Police were hunting for the student suspect in a shooting that left three people dead and two others wounded at the University of Virginia about 100 miles (160 kilometers) southwest of the nation's capital Washington.
The campus in Charlottesville, Virginia was locked down early Monday while helicopters and police searched for a man considered to be "armed and dangerous," the UVA Office of Emergency Management tweeted.
A student at the university identified as Christopher Darnell Jones Jr was suspected to have carried out the shooting on campus Sunday night, UVA president Jim Ryan said in a statement.
"This is a traumatic incident for everyone in our community, and we have cancelled classes for today," Ryan said.
Counseling and psychological support would be made available to students and faculty, he said.
Virginia Governor Glenn Youngkin said state officers were coordinating with the campus police department and local authorities.
"Please shelter in place while the authorities work to locate the suspect," he wrote on Twitter.
More than 2,000 miles to the west in the Rocky Mountain state of Idaho, police were investigating a separate incident in which four students were found dead Sunday in a home near the University of Idaho campus, believed to be the "victims of homicide."
Officers responded to a call in the town of Moscow, near the University of Idaho, about an unconscious individual.
"Upon arrival, officers discovered four individuals who were deceased," police said in a statement.
"It is with deep sadness that I share with you that the university was notified today of the death of four University of Idaho students living off-campus believed to be victims of homicide," University of Idaho president Scott Green said in a statement.

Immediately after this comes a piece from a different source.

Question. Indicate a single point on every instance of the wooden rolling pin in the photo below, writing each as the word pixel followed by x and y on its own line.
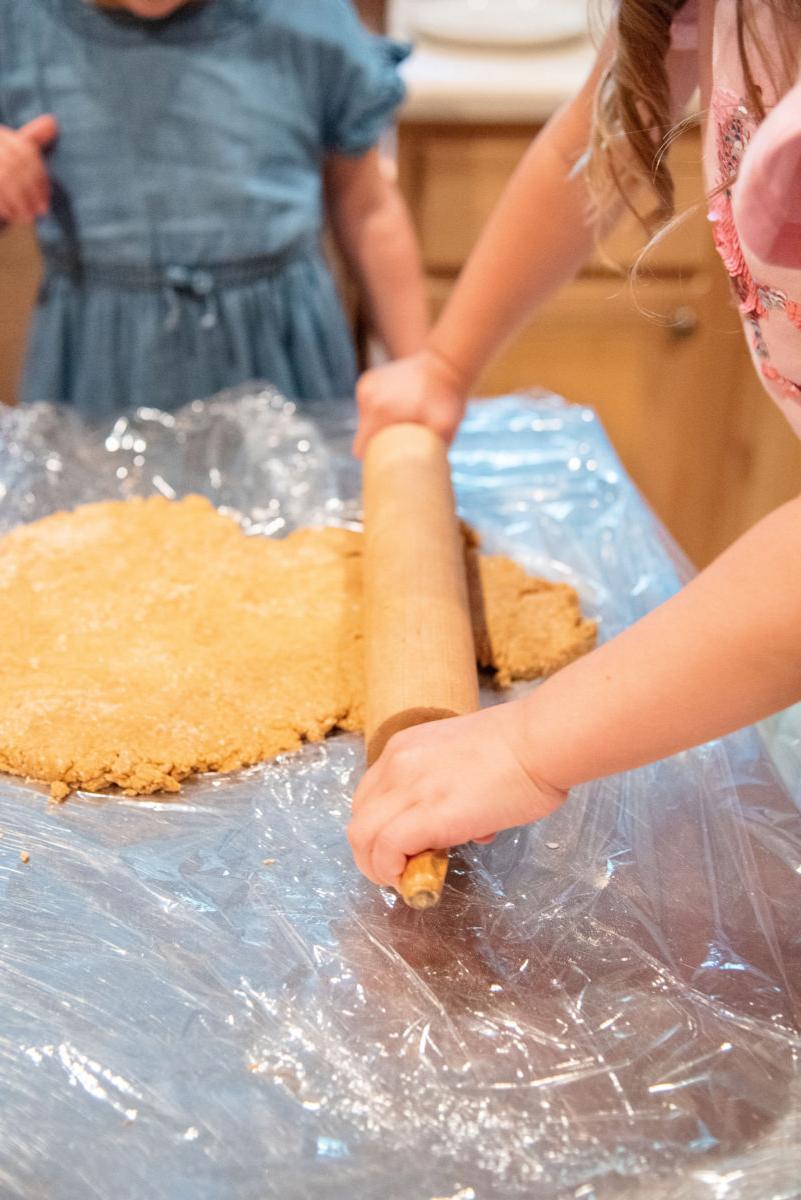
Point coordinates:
pixel 421 663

Meanwhile near Michigan's largest city Detroit, police were scouring Oakland University early Monday "to pursue two armed suspects on campus," the school said in a Twitter statement as they urged students and faculty to stay away.
School shootings are alarmingly common as part of a broader wave of gun violence in the United States, where the proliferation of firearms has skyrocketed in recent years.
In May an 18-year-old gunman in Uvalde, Texas burst into Robb Elementary School and killed 19 students and two teachers, in an attack that shocked the nation and renewed calls for gun reform.
In 2007, Virginia Tech became the scene of the worst school shooting on record in the United States when a 23-year-old student killed 32 students and faculty members before committing suicide.
After Sunday's UVA shooting, US Senator Tim Kaine of Virginia said he was "heartbroken to hear of another Virginia community devastated by gun violence."